CCBC Sets Up COVID Screening For Face-To-Face Classes
Four-year colleges across the country are deciding whether it’s safe to have in-person, classroom instruction. So are community colleges.
The Community College of Baltimore County is offering some in-person classes. But before you set foot on campus to get to that class, you will have to pass a test, a screening for COVID-19.
When you drive up to the entrance of the Community College of Baltimore County’s Essex campus, you are stopped at a checkpoint. While sitting in your car you will be screened by a safety monitor, like Sophia DeVito.
“A couple of questions and a temperature check,” DeVito said.
You’re asked if you’ve lost the ability to taste or smell in the past 24 hours, if you’ve had symptoms like a cough, fever, or sore throat, or in the past two weeks have been in contact with someone who has COVID-19.
If you pass you get a smiley sticker that says “CCBC Cares” on it. There’s a different color sticker each day, so no cheating.
Another part of DeVito’s job is to patrol the campus. If you’re not wearing a sticker, a safety monitor screens you on the spot. They also hand out face masks for people who don’t have them, and clean touchpoints.
“Everyone’s been very appreciative, very nice about it,” DeVito said. “It’s been good for everyone, I think.”
Melissa Hopp, the Vice President of Administrative Services for CCBC, said about 100 safety monitors have been hired at around $13 an hour for the school’s three campuses and its extension centers. Hopp said they are handing out 600 to 700 stickers a day. She said the screening is working.
“There have been, you know not a lot, but you know under 50 people who have been turned away from campus because of the screening,” Hopp said. “That’s a good thing.”
The fact that people are driving on and off campus and not living there is an advantage when it comes to COVID-19, according to Martha Parham with the American Association of Community Colleges.
“They don’t have students who are spending the night so they have opportunities to sanitize facilities and things like that,” Parham said.
While CCBC is offering a hybrid of online and in-class instruction, Baltimore City Community College is all online.
Parham said community colleges across the country are making different decisions about in-person classes.
The pandemic also has community colleges trying to figure out how to reduce or eliminate the cost of going to a two year school.
Parham said, “If you consider that community college students, the majority of them work, and so with the economic and employment downturn that happened because of COVID, if they don’t have jobs, they certainly don’t have money for tuition regardless of how low it is.”
Sandra Kurtinitis, the president of CCBC, said they are pooling what money they can to make CCBC tuition free for as many students as possible. This includes grants, scholarships, and $10 million in COVID stimulus money. Add it all up and Kurtinitis says it comes to around $35 million.

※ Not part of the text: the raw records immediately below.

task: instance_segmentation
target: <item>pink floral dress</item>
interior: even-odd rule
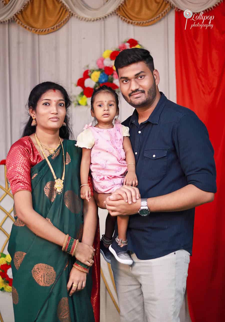
[[[91,149],[90,168],[95,190],[111,193],[123,185],[127,171],[123,141],[124,136],[129,136],[129,128],[118,120],[112,128],[91,124],[86,128],[78,135],[76,145]]]

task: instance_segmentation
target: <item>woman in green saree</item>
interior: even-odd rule
[[[15,322],[99,321],[97,207],[93,197],[83,204],[80,197],[82,151],[68,139],[71,102],[58,84],[35,86],[23,137],[7,156],[15,219],[8,247]]]

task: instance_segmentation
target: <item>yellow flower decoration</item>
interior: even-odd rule
[[[0,265],[4,265],[4,264],[6,264],[5,258],[5,257],[2,257],[0,258]]]
[[[6,255],[5,258],[6,261],[7,261],[8,263],[10,263],[12,260],[12,259],[11,258],[11,256],[9,254],[8,254],[8,255]]]
[[[91,74],[91,78],[93,81],[95,82],[96,83],[99,80],[100,73],[100,71],[95,71]]]
[[[104,57],[104,58],[109,58],[111,52],[112,52],[112,50],[109,50],[109,49],[105,50],[102,54],[102,57]]]
[[[83,95],[78,102],[80,105],[87,105],[87,97],[85,95]]]
[[[131,48],[141,48],[141,46],[139,44],[136,45],[136,46],[134,46],[133,47],[131,47]]]
[[[8,284],[6,284],[5,285],[5,287],[4,288],[5,291],[6,292],[12,292],[12,286],[10,286]]]

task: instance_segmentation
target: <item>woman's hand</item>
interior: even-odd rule
[[[67,291],[69,290],[72,286],[69,295],[71,296],[74,292],[77,292],[83,289],[85,287],[86,284],[87,274],[84,272],[77,270],[75,267],[73,267],[70,271],[70,278],[67,284]]]
[[[95,251],[95,250],[92,246],[89,246],[83,242],[79,242],[75,252],[75,256],[78,260],[88,266],[91,266],[94,262],[93,257]]]

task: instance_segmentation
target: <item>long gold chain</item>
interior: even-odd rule
[[[57,179],[56,177],[56,174],[55,173],[55,172],[53,170],[53,168],[52,166],[52,165],[51,163],[50,163],[46,155],[44,152],[44,150],[42,148],[42,147],[41,146],[41,144],[38,138],[38,137],[36,135],[36,133],[35,134],[35,137],[36,139],[36,141],[39,147],[39,148],[41,150],[41,152],[42,153],[43,155],[45,157],[45,159],[48,165],[48,166],[50,168],[50,169],[53,175],[53,176],[54,177],[54,179],[55,179],[55,184],[54,188],[56,190],[57,192],[59,194],[61,194],[62,191],[63,189],[63,181],[64,181],[64,178],[65,177],[65,158],[64,157],[64,150],[63,148],[63,143],[61,140],[61,139],[59,137],[59,141],[61,143],[61,145],[62,146],[62,147],[63,149],[63,163],[64,165],[64,167],[63,169],[63,176],[62,177],[62,179],[61,179],[60,178],[59,178]]]
[[[40,141],[39,141],[40,142]],[[45,147],[43,144],[42,144],[42,143],[40,142],[40,144],[41,145],[42,147],[43,147],[44,149],[45,150],[47,150],[47,151],[48,151],[48,153],[49,154],[51,154],[52,155],[54,154],[55,151],[56,151],[56,149],[59,146],[60,144],[60,139],[59,141],[59,143],[58,144],[58,145],[56,147]]]

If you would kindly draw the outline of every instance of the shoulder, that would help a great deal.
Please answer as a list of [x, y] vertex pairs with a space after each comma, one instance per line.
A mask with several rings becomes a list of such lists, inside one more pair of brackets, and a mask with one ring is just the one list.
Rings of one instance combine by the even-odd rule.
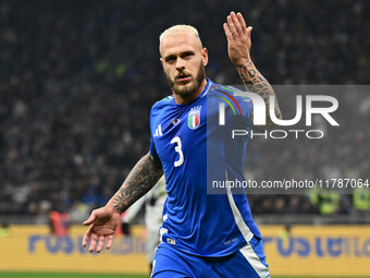
[[212, 84], [209, 97], [219, 99], [220, 101], [245, 105], [250, 102], [250, 98], [247, 97], [245, 92], [233, 86], [226, 86], [222, 84]]
[[170, 106], [173, 102], [173, 96], [168, 96], [162, 98], [161, 100], [158, 100], [153, 106], [151, 107], [151, 112], [162, 109], [163, 107]]

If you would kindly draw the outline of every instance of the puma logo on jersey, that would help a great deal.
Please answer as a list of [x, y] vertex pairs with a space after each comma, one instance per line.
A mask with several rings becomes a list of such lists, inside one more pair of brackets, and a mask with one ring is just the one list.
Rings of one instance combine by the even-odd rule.
[[162, 126], [161, 126], [161, 124], [158, 124], [158, 128], [156, 130], [153, 137], [158, 137], [158, 136], [162, 136], [162, 135], [163, 135], [162, 134]]

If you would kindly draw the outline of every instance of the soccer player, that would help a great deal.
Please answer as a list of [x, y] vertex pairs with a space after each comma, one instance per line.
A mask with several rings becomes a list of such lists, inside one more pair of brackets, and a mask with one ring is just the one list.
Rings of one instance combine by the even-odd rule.
[[[275, 116], [281, 118], [272, 87], [250, 59], [251, 27], [247, 27], [240, 13], [232, 12], [223, 28], [229, 57], [247, 89], [259, 94], [267, 106], [273, 95]], [[212, 174], [220, 180], [244, 179], [247, 136], [208, 141], [219, 129], [210, 123], [219, 119], [222, 96], [213, 96], [220, 93], [233, 98], [234, 89], [206, 78], [208, 52], [194, 27], [176, 25], [164, 31], [159, 49], [172, 96], [153, 105], [149, 153], [136, 164], [108, 204], [94, 210], [84, 222], [89, 228], [83, 245], [91, 238], [89, 251], [96, 247], [100, 252], [107, 239], [110, 247], [120, 215], [164, 173], [168, 200], [152, 277], [270, 277], [261, 234], [246, 195], [233, 194], [230, 189], [227, 194], [207, 194], [207, 164], [217, 167]], [[238, 113], [225, 109], [226, 122], [254, 128], [252, 104], [240, 97], [234, 99]], [[267, 117], [266, 128], [272, 125]], [[217, 145], [210, 148], [210, 144]], [[208, 156], [212, 159], [206, 159]]]

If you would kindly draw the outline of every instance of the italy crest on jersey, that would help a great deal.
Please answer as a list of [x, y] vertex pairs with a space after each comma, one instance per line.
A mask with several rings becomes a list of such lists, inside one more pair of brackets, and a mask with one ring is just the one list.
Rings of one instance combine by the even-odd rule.
[[200, 124], [200, 110], [201, 106], [193, 107], [187, 117], [187, 125], [190, 130], [195, 130]]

“Our slogan says something like, ‘Tuition free, click here and see if you qualify,’” Kurtinitis said.
The pandemic has wrecked the nation’s economy. Kurtinitis said the school is looking for ways it can help people who are going to come out of this in trouble.
“They’re going to come out of it without jobs,” Kurtinitis said. They’re going to come out of realizing they can’t go away to school. They’re going to come out of it realizing they just graduated high school and they’re not sure what they can do.”
Kurtinitis said in previous years, about 45% of CCBC students received financial aid. She expects that now will increase to about 50 or 55%. Kurtinitis also hopes it will help the school stabilize its enrollment, which has been declining.